For England as a whole, nearly half (47.9 per cent) of Covid patients were admitted to hospital for other conditions, but also tested positive.
This week, it also emerged that the number of daily reported deaths is starting to diverge significantly from registered Covid deaths recorded by the Office for National Statistics. Sajid Javid has now admitted the dashboard figures are too high.
Deaths are reported as Covid on the dashboard if they occur within 28 days of a positive test. But so many people are now being diagnosed with omicron that a large proportion of natural deaths are now also ending up in the figures.
Francois Balloux, professor of computational systems biology at University College London, said: “Until recently, monitoring deaths within 28 days of testing positive was a good proxy - it mirrored the real world.
“Now that is obviously not the case. At the moment, the numbers look horrible and worse than they should.
“The upside is they will soon look fantastic. I think we’re in a better situation than we have ever been since March 2020, and especially in the UK, I am pretty optimistic that we can soon call a day and then we’re finished.”
For the week ending January 7, the Government reported 1,282 deaths. However, the Office for National Statistics registered only 992, of which just 712 had Covid as the primary cause of death.
Usually, Office of National Statistics data is higher because it also includes care home deaths. Now the trend has changed, with dashboard figures much higher than those published by the ONS.
Jonathan Ball, professor of molecular virology at the University of Nottingham, said: “It's always been the case that the data was unable to discriminate between people in hospital, or people who died, because of Covid-19 rather than with Covid-19.
“It will be important to understand the future impacts of Covid-19 and the only way you can do that is to record numbers, just the same way we do with other important infections. But the assumptions and potential errors inherent in those figures do need to be acknowledged more.”
Experts are also growing concerned that Britain is becoming “addicted” to the figures. They believe they should be phased out in the coming months.
Prof Balloux added: “Part of the transition out of the pandemic is stopping people feeling so obsessed by case numbers and hospitalisations, because it’s not entirely healthy. We’re all a bit addicted to it.
“I’m not in favour of scrapping the dashboard right now because cases are pretty high and it might spark panic, with people feeling the numbers are being hidden from them.
“But maybe soon we could start doing it every other day, then weekly. To some extent, the ideal situation is that people lose interest.”
Covid data dashboard 'remains a valuable source'
Documents released on Thursday also show that the Scientific Advisory Group for Emergencies (Sage) is concerned that the data is becoming difficult to interpret in real-time, because of the high community prevalence of omicron and changes in behaviour and testing.
“There is uncertainty about current trends in the number of new infections, particularly as a result of changes to testing policy and behaviours,” the Sage minutes stated.
“An increasing proportion of these reported admissions are positive tests amongst people admitted primarily for reasons other than Covid-19, reflecting the very high community prevalence.”
Other scientists said it was important to keep publishing the daily Covid figures to help keep track of the epidemic.

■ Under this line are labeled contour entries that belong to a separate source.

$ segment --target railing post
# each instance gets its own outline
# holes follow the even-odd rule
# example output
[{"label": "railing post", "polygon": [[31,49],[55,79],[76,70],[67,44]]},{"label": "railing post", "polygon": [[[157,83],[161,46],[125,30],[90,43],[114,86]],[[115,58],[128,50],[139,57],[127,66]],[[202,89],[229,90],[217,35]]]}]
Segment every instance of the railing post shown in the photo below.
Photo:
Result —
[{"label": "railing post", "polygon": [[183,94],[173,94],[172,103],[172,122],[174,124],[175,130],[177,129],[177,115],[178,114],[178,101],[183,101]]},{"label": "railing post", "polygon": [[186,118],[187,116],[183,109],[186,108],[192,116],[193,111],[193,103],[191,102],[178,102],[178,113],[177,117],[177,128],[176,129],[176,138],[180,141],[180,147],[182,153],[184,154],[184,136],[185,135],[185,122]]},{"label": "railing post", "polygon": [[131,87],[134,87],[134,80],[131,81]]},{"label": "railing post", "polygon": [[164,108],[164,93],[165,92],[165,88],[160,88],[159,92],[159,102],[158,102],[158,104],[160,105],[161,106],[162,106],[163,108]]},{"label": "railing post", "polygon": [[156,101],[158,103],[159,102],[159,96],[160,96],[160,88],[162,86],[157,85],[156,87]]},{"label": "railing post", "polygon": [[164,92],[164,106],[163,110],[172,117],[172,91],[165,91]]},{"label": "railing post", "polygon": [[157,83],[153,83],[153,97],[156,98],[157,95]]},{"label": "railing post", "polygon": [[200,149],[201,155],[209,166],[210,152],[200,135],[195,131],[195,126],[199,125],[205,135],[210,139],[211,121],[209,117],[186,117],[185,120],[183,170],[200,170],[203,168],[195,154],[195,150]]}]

However, they said more should be done to highlight the problems with the data.
Nigel Marriott, an independent statistician, said: “The dashboard is an excellent tool so I think we should still use it, but people do need to understand what the data says and what it doesn’t say.”
Paul Hunter, professor in medicine at the University of East Anglia, added: “It does look like we are starting to see people dying with Covid but not because of Covid in the data, though the majority 75 per cent of deaths are still because of Covid.
“This is not a reason for stopping publication of the daily data on the DHSC dashboard, which remains a valuable source for tracking the current epidemic in the UK.”